Tuesday, March 24, 2009

Serbia - 10 years on

A decade on from the Nato bombing campaign, more than 90,000 Serbs are still in danger from unexploded cluster munitions, according to a recent report funded by the Norwegian foreign ministry. The report says they face a daily threat and estimates that there are some 2,500 unexploded devices in 15 areas of Serbia. In the capital, Belgrade, and elsewhere in Serbia you can still see the impact of the bombing.

"The 10th anniversary of the air strikes will lead people to think about the bombing campaign, which they saw as unjust, unfair and illegal action carried out by Nato," says Serbian political analyst Bratislav Grubacic.

Some 2,500 civilians were killed, among them 89 children, while 12,500
were injured.

US Ambassador Richard Holbrooke said that NATO's air attack on former Yugoslavia a decade ago was "the right thing to do" .

Holbrooke when questioned by Charlie Rose during the bombing of Yugoslavia as to why the Serbs didn't agree to the terms of the Rambouillet text, Holbrooke, who delivered the final ultimatum to Yugoslav President Slobodan Milosevic, stated that Serbs claimed that signing the Rambouillet text would amount to agreeing to a NATO occupation of their country. Holbrooke told Rose he insisted this 'isn't an occupation.' In fact, an examination of the Rambouillet text shows that it did fundamentally call for an occupation of Yugoslavia.

David N. Gibbs an associate professor of history and political science at the University of Arizona said:

"The 1999 Kosovo war is often remembered as the 'good' war which shows that American power can be used in a morally positive way and can alleviate humanitarian emergencies. In fact, the NATO air strikes failed to alleviate the humanitarian crisis in Kosovo; instead the strikes worsened the atrocities and heightened the scale of human suffering.

The NATO states could have achieved a negotiated settlement of the Kosovo problem and resolved the humanitarian crisis -- without war. However, the Clinton administration blocked a negotiated settlement at the Rambouillet conference, leading directly to the NATO bombing campaign. The U.S. government sought to use the Kosovo war as a means to reaffirm NATO's function in the post-Cold War era. It was this NATO factor -- rather than human rights -- that was the main reason for the war.

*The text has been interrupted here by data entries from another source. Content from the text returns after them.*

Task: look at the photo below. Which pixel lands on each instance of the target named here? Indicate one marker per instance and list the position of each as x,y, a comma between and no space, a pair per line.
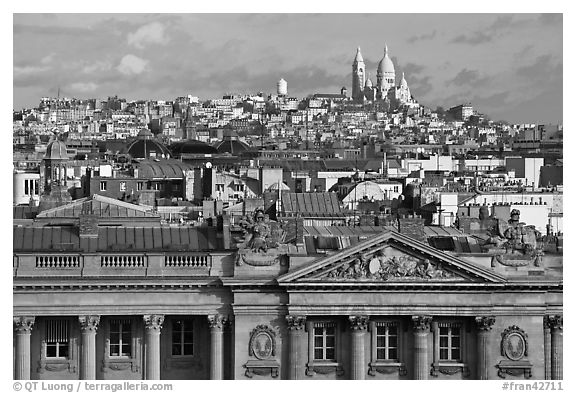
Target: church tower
403,91
385,75
358,76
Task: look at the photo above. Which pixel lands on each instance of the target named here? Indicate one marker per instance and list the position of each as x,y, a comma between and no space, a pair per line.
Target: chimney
412,226
88,225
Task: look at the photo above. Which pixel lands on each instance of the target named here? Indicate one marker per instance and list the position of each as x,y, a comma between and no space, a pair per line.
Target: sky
509,66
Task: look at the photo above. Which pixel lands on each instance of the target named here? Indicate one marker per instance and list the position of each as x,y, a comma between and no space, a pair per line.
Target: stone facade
388,307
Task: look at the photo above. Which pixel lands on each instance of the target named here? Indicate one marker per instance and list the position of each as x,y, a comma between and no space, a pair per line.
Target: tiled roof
117,238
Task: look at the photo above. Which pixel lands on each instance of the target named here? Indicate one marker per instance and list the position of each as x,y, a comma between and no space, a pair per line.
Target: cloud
421,37
550,19
542,68
51,30
467,77
48,59
97,66
132,65
475,38
152,33
27,70
83,87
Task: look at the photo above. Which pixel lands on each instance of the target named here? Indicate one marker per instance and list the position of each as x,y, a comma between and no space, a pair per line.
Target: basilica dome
385,64
56,150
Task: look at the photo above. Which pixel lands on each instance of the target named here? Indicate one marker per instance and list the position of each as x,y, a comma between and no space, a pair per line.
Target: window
325,341
386,341
182,338
120,338
57,338
449,335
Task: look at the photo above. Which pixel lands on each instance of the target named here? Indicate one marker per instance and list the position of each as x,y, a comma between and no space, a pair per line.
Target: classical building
103,290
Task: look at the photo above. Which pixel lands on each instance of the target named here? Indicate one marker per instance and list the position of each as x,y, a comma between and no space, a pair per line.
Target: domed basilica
386,89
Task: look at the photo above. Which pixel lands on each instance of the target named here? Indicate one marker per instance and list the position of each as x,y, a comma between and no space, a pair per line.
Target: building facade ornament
513,243
296,322
263,241
23,324
89,323
358,322
421,323
217,321
485,324
262,350
153,321
554,322
379,267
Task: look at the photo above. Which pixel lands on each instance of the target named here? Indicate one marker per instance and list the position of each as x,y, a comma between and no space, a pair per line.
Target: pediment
392,258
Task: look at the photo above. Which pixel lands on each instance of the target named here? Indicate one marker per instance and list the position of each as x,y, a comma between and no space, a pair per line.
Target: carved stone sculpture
263,241
513,243
386,268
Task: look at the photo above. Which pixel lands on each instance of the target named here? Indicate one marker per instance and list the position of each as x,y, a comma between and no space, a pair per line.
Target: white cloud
27,70
97,66
132,65
152,33
48,59
83,87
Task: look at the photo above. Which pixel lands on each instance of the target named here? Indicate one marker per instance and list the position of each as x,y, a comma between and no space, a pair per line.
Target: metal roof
101,206
117,239
310,202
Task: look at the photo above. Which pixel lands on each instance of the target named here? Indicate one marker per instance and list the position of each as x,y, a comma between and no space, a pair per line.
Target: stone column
358,326
421,331
216,323
483,326
556,327
153,325
23,328
295,331
88,327
547,349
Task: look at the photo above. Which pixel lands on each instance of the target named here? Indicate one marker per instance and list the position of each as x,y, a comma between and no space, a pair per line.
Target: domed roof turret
56,150
231,144
385,64
191,146
368,83
145,146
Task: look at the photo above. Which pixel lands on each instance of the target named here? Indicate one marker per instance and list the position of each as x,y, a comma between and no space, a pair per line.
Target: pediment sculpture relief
383,267
513,243
263,241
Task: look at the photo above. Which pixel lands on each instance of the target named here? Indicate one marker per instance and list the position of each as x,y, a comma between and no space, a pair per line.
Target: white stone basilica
385,89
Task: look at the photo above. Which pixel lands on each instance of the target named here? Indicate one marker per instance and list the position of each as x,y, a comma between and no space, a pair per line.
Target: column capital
153,322
554,322
484,324
295,322
358,322
89,323
23,324
217,321
421,323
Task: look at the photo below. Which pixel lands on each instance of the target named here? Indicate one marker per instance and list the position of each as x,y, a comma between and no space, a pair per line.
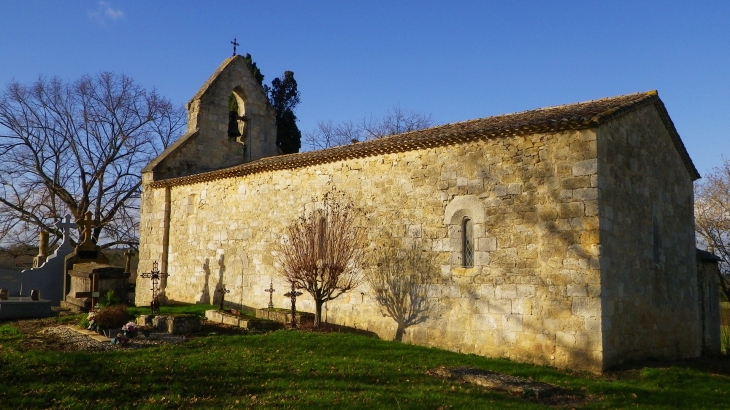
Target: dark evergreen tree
284,97
254,70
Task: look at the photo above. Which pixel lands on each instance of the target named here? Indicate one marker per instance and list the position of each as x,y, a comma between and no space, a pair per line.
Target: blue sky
455,60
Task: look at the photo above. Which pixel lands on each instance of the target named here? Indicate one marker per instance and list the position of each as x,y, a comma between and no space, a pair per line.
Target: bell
233,130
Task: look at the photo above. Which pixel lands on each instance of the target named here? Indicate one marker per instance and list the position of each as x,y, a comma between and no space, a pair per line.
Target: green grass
174,309
304,370
9,332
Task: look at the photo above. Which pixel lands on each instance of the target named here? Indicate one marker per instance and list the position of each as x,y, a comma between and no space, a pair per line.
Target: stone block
576,290
587,167
512,323
500,306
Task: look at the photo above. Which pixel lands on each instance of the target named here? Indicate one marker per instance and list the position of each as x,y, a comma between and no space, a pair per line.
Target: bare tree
323,251
399,279
77,147
395,121
712,218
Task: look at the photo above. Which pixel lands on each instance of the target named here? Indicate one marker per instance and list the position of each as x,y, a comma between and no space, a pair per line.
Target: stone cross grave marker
222,290
271,291
293,295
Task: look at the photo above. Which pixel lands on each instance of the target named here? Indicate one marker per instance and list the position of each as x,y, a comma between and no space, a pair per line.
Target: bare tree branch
712,218
77,147
323,252
399,279
395,121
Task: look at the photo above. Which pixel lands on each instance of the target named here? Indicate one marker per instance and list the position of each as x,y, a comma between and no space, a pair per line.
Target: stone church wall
650,306
533,294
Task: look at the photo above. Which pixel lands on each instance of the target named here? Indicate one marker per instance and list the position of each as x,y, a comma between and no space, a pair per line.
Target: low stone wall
24,307
174,324
219,316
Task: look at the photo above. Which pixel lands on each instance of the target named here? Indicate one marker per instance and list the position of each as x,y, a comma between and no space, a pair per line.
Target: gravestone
11,280
91,280
88,274
48,276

The Kosovo war had many features in common with George Bush's 2003 invasion of Iraq. In both Kosovo and Iraq, American presidents avoided diplomatic avenues that might have settled the disputes without war, went to war by circumventing the UN Security Council, and engaged in extensive public deception.

What we said 10 years ago was that:-"Faced with this latest manifestation of capitalist barbarity and cynicism we once again place on record our abhorrence of all war and call upon workers everywhere to unite to bring the war-prone capitalist system to a speedy end."